Victory against psychoanalysis
Health authority discourages use of psychoanalysis treatment methods for children with autism
FAMILIES of children with autism have won an important battle against the use of psychoanalysis to treat the disorder.
The High Health Authority (HAS) has made its recommendations, promoting the use of educational and behavioral approaches that have been called on for many years. These methods are based on repetition and developing methods of communication with the child through techniques other than language such as pictures and gestures.
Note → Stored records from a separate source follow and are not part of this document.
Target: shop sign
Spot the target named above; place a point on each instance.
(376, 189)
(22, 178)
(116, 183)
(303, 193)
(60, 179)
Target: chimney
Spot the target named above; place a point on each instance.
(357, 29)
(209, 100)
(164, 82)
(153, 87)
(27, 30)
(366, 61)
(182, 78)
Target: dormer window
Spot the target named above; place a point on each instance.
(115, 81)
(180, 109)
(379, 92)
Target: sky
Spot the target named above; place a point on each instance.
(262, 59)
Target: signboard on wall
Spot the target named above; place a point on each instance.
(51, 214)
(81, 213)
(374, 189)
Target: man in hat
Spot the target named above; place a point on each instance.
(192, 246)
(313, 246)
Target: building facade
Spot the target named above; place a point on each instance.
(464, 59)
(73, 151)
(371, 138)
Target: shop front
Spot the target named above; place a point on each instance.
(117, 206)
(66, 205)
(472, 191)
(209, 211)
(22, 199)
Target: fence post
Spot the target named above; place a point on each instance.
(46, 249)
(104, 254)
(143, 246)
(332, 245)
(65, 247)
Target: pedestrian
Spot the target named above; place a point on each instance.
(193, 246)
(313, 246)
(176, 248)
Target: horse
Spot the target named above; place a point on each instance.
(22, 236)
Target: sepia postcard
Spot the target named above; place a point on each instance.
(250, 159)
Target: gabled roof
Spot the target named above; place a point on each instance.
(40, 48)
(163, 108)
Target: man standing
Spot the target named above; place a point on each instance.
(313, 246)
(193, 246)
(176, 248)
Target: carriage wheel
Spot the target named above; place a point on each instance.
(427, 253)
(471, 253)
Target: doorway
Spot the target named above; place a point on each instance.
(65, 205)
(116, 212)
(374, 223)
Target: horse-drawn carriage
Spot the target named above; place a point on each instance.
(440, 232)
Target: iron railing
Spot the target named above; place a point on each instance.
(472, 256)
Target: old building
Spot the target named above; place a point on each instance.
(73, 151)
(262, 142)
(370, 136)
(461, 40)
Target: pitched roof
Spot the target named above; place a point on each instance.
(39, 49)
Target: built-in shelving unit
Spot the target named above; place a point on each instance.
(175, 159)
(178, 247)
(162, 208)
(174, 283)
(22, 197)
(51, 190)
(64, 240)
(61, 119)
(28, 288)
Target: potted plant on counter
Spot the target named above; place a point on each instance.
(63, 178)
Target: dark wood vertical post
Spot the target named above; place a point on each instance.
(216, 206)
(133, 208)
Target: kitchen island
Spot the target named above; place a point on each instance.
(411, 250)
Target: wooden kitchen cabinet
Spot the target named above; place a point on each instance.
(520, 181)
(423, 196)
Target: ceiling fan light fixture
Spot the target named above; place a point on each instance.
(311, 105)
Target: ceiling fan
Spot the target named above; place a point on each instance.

Thousands of families have struggled for months or even years with their children in psychiatric hospitals or with psychiatrists, complaining that their children were kept in a state of "psychosis" and were not taught how to communicate. Those who refused to enter their child into the psychiatric facility were often sued for neglect.
Psychoanalysis is considered "irrelevant" for cases of autism, however families believe the health authority has not gone far enough in denouncing the methods involved. Psychoanalysis is classified as a practice not agreed upon by all, whereas protesters say that it should be reclassed as 'not recommended'.
Also criticised in the HAS report is the use of the "packing" method to 'cure' autism, a 17th-century technique used to calm psychiatric patients by wrapping them in sheets of freezing cold wet sheets and waiting for them to warm up gradually. As reported in the March edition of Connexion, this practice horrified parents of autistic children.
It is no longer recommended by the Health Authority, except in the case of "authorized clinical trials."